第4章 たとえば、君を知る倖せ【黒子のバスケ/黄瀬涼太】②
「……はぁ……オレの何がダメなんスかね?」
「そんなことを聞かれても」
「オレ、女の子にアプローチしたことないんスよね」
「それは嫌味ですか? 自慢ですか?」
「フラれる前にどうにかしないと」
「残念な結果に終わらなければいいですね」
「……不吉なこと言ってないで、黒子っちもいい案出して!」
「どうして僕が黄瀬くんのために頭を使わないといけないのでしょう?」
結局、いい案は出なかった。
* * *
今日は詞織に会える。
朝一番で、会う約束を取りつけたのだ。
「どうしたんだ、黄瀬?」
部活の休憩中、海常バスケ部の主将である笠松 幸男が声を掛けてきた。
太い眉を持った、精悍な顔立ちの青年である。
何に対しても実直な熱血漢で、部員からの信頼も厚い。
「やけに機嫌がいいじゃないか。何か気持ち悪ぃぞ」
気持ち悪いとは失敬な。
だが、ご機嫌な自分は、そんなことで怒ったりしない。
「分かるっスか?」
気持ち悪いと言った笠松に、黄瀬は笑顔で答えた。
「何? 女の子絡み?」
「何でも女に絡ませるな、森山。

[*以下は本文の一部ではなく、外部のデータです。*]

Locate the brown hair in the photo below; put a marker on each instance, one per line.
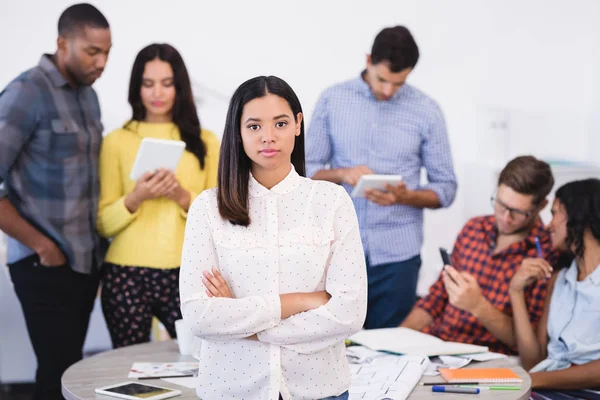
(234, 164)
(529, 176)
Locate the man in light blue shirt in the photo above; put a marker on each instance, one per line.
(377, 124)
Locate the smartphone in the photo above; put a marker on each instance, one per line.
(445, 256)
(446, 260)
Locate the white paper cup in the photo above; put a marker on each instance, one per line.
(185, 338)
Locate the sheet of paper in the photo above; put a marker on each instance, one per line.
(188, 381)
(411, 342)
(139, 370)
(487, 356)
(362, 355)
(386, 376)
(453, 362)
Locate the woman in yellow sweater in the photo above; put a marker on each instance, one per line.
(146, 219)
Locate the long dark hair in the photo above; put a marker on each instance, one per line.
(185, 115)
(234, 163)
(581, 200)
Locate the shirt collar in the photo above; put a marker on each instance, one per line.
(47, 65)
(365, 89)
(573, 271)
(289, 183)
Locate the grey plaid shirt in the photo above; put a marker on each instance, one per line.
(50, 136)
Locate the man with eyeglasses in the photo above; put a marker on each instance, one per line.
(469, 303)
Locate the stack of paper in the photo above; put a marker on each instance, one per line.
(386, 377)
(411, 342)
(140, 370)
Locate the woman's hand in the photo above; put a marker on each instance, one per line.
(531, 269)
(151, 185)
(215, 284)
(176, 192)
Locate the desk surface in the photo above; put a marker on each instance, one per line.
(111, 367)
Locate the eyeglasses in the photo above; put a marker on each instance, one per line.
(516, 214)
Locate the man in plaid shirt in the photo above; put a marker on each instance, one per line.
(469, 302)
(50, 136)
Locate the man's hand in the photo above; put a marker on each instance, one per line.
(352, 175)
(50, 255)
(531, 270)
(398, 194)
(463, 290)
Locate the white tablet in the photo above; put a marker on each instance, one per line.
(154, 154)
(136, 391)
(374, 182)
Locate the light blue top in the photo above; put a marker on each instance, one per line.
(573, 321)
(350, 127)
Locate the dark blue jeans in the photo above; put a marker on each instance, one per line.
(392, 292)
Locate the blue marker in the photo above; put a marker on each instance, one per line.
(450, 389)
(537, 246)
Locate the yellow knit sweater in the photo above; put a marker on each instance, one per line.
(153, 235)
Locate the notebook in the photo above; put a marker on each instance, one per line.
(410, 342)
(483, 375)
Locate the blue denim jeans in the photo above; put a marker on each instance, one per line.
(392, 292)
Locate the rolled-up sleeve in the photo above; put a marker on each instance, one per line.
(344, 314)
(18, 121)
(217, 319)
(318, 141)
(437, 159)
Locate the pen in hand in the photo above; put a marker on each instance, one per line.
(538, 247)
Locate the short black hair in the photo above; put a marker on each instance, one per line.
(78, 16)
(396, 46)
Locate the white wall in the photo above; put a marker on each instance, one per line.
(535, 61)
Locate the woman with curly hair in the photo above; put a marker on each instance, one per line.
(564, 352)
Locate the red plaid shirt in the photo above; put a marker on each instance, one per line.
(473, 253)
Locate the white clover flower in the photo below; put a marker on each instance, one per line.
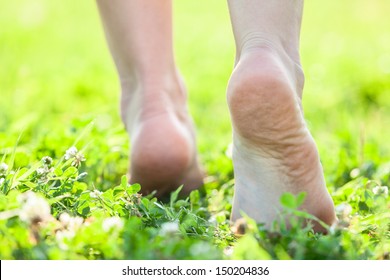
(228, 251)
(229, 151)
(169, 228)
(343, 209)
(3, 169)
(112, 223)
(95, 194)
(71, 153)
(34, 209)
(47, 161)
(378, 190)
(71, 223)
(64, 236)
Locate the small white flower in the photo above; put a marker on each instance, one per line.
(169, 228)
(95, 194)
(3, 169)
(63, 237)
(35, 209)
(378, 190)
(228, 251)
(354, 173)
(112, 223)
(48, 161)
(229, 151)
(343, 209)
(71, 153)
(71, 223)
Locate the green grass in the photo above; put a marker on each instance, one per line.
(57, 78)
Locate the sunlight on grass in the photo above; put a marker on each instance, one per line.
(57, 78)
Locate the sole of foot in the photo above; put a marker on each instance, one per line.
(273, 151)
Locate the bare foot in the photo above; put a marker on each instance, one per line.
(163, 155)
(273, 150)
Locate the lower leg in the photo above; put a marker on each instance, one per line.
(273, 149)
(153, 98)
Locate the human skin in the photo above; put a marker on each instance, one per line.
(273, 150)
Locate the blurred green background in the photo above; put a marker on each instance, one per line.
(56, 76)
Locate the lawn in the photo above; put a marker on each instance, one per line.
(58, 89)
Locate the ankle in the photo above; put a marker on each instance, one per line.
(144, 97)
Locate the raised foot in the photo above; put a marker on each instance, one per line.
(273, 150)
(163, 156)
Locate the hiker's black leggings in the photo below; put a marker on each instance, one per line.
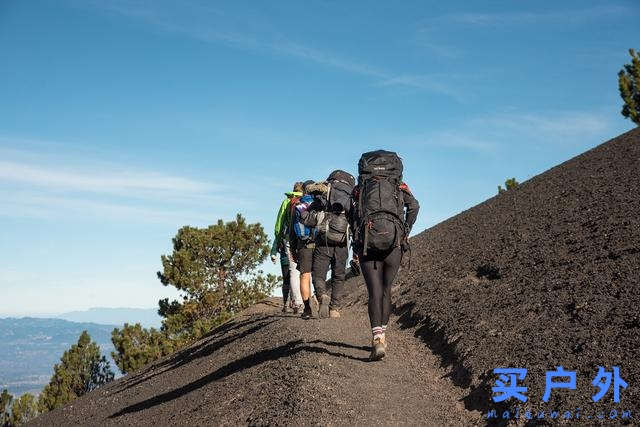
(286, 282)
(379, 271)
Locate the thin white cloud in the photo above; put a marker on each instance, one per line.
(210, 25)
(43, 206)
(553, 125)
(555, 17)
(111, 182)
(495, 132)
(83, 187)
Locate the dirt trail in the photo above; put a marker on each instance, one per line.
(268, 368)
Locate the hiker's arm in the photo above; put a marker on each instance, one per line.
(412, 206)
(277, 232)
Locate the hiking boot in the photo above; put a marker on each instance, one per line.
(378, 349)
(306, 313)
(323, 311)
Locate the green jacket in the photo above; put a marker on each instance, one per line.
(282, 221)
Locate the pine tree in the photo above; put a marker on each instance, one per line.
(23, 410)
(215, 269)
(5, 404)
(81, 369)
(136, 346)
(629, 86)
(509, 184)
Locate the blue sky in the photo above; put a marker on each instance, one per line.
(121, 121)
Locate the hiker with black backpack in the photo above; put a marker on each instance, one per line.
(302, 240)
(381, 230)
(328, 215)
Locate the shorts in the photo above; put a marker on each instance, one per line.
(305, 260)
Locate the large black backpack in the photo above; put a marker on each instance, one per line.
(334, 226)
(380, 202)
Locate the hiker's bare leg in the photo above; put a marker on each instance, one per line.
(305, 288)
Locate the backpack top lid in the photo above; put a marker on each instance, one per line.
(380, 163)
(342, 176)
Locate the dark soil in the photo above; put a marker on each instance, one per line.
(268, 368)
(544, 275)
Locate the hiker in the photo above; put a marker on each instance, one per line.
(302, 240)
(381, 230)
(328, 214)
(281, 245)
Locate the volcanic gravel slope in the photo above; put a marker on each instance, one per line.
(541, 276)
(268, 368)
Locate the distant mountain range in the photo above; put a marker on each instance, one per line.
(147, 317)
(29, 347)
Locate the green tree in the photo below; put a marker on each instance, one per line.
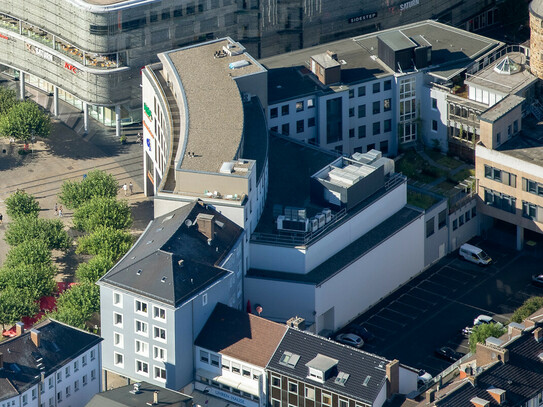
(97, 183)
(107, 242)
(91, 271)
(15, 304)
(102, 211)
(36, 280)
(22, 204)
(76, 305)
(31, 252)
(483, 331)
(23, 120)
(8, 99)
(50, 231)
(530, 306)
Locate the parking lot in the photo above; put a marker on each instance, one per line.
(430, 311)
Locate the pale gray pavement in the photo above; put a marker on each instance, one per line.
(68, 154)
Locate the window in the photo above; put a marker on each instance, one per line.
(387, 125)
(141, 327)
(362, 131)
(376, 128)
(204, 356)
(141, 307)
(361, 111)
(160, 374)
(376, 107)
(117, 299)
(293, 387)
(442, 219)
(141, 348)
(285, 129)
(117, 320)
(430, 227)
(118, 359)
(159, 353)
(299, 126)
(159, 333)
(142, 368)
(159, 313)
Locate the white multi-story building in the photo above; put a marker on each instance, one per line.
(157, 298)
(51, 365)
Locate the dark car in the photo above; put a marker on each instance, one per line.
(360, 331)
(537, 280)
(448, 354)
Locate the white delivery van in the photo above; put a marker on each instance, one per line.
(474, 254)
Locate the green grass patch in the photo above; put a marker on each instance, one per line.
(420, 200)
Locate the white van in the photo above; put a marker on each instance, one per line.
(474, 254)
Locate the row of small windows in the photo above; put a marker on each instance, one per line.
(464, 218)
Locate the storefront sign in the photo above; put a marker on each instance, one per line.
(363, 17)
(409, 4)
(70, 67)
(39, 52)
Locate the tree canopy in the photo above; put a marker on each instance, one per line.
(23, 120)
(483, 331)
(102, 211)
(95, 268)
(22, 204)
(107, 242)
(76, 305)
(50, 231)
(97, 184)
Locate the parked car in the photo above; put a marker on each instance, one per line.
(359, 330)
(537, 280)
(448, 354)
(350, 339)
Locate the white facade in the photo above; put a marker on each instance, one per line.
(72, 384)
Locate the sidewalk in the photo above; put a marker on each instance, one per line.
(67, 155)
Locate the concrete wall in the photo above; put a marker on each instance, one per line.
(373, 276)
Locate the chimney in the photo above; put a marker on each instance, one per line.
(538, 334)
(19, 328)
(393, 378)
(430, 396)
(206, 225)
(35, 335)
(498, 395)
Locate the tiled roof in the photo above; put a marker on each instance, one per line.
(359, 365)
(172, 261)
(24, 362)
(240, 335)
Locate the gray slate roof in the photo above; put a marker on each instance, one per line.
(24, 362)
(358, 364)
(125, 396)
(152, 267)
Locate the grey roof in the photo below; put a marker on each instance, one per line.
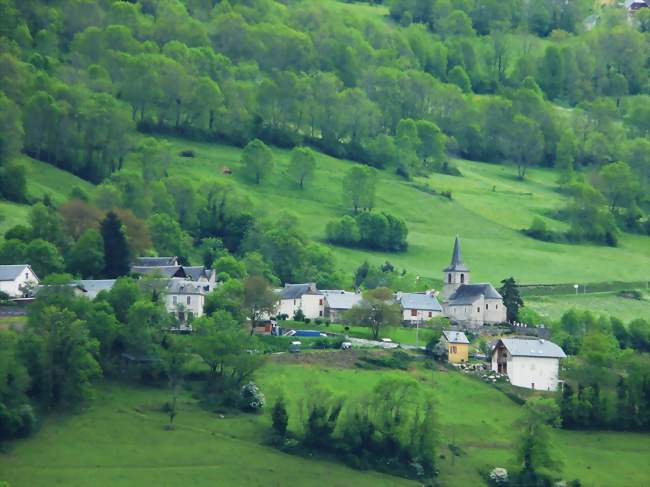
(342, 299)
(532, 347)
(294, 291)
(468, 293)
(195, 272)
(94, 286)
(456, 259)
(422, 301)
(455, 336)
(11, 272)
(156, 261)
(164, 271)
(178, 286)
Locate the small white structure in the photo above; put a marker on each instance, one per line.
(205, 277)
(532, 363)
(418, 307)
(338, 302)
(184, 299)
(301, 296)
(472, 305)
(17, 280)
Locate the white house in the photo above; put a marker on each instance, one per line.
(206, 277)
(532, 363)
(338, 302)
(468, 304)
(184, 299)
(418, 307)
(306, 297)
(17, 280)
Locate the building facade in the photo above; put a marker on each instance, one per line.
(471, 305)
(532, 363)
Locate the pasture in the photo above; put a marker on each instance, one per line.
(120, 439)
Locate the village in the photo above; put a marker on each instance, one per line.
(526, 360)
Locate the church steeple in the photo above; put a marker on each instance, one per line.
(456, 273)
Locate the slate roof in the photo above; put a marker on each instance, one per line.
(456, 264)
(156, 261)
(468, 293)
(94, 286)
(11, 272)
(342, 299)
(532, 347)
(295, 291)
(164, 271)
(419, 301)
(455, 336)
(177, 286)
(195, 272)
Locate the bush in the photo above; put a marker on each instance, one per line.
(251, 397)
(280, 417)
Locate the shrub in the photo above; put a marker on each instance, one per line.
(251, 397)
(280, 417)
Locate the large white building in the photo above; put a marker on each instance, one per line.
(17, 280)
(184, 299)
(471, 305)
(532, 363)
(306, 297)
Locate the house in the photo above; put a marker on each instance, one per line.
(457, 346)
(17, 281)
(167, 272)
(305, 297)
(532, 363)
(157, 261)
(338, 302)
(418, 307)
(184, 299)
(200, 274)
(470, 305)
(94, 286)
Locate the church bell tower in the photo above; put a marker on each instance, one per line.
(455, 274)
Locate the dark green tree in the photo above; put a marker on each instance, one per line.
(511, 298)
(117, 261)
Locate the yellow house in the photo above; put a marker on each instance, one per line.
(457, 346)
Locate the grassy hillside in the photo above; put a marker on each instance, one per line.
(130, 446)
(488, 209)
(42, 179)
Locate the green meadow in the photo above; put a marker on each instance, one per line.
(120, 440)
(488, 209)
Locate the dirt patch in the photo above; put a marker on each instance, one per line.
(342, 359)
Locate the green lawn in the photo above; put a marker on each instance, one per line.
(121, 440)
(42, 179)
(625, 309)
(488, 209)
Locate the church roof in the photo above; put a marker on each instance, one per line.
(468, 293)
(456, 260)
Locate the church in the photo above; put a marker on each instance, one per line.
(470, 305)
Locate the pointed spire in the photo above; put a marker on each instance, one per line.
(456, 259)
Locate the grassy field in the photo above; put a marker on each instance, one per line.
(42, 179)
(488, 209)
(121, 440)
(612, 304)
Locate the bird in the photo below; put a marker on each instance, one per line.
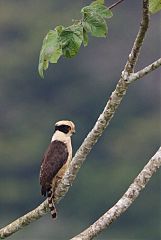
(56, 161)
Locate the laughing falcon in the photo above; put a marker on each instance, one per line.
(56, 161)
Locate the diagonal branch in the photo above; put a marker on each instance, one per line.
(135, 76)
(125, 201)
(115, 4)
(109, 110)
(91, 139)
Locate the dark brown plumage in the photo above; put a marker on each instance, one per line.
(54, 158)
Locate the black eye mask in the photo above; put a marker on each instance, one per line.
(63, 128)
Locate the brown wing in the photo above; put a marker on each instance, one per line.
(54, 158)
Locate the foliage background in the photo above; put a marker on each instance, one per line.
(76, 89)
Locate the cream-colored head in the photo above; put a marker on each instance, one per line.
(65, 126)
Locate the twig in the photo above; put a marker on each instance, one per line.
(125, 201)
(102, 122)
(109, 110)
(115, 4)
(135, 76)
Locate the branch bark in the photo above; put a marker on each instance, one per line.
(135, 76)
(125, 201)
(102, 122)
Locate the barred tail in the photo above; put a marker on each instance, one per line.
(51, 204)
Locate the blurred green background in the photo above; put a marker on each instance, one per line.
(76, 89)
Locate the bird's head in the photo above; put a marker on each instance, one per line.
(65, 126)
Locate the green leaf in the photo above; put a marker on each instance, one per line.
(94, 19)
(50, 52)
(71, 39)
(96, 25)
(85, 38)
(97, 8)
(101, 10)
(154, 6)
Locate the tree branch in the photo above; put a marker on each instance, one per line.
(135, 76)
(115, 4)
(99, 127)
(125, 201)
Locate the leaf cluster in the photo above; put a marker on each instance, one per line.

調子がいいのは良いことだろう」
話に入ってきたのは、バスケ部の先輩である森山 由孝。
サラサラとした黒髪と切れ長の黒い瞳を持つイケメンだが、誰もが知っている。
彼が可愛い女の子が好きだが、ナンパが高確率で失敗する『残念なイケメン』であることを。
「男の機嫌が良くなるっていったら女だろ? それ以外に理由があんの?」
「そうっスよ、笠松センパイ。愛の前に男は強くなるっス」
「「え?」」
笠松と森山が変な顔をしてこちらを見てきた。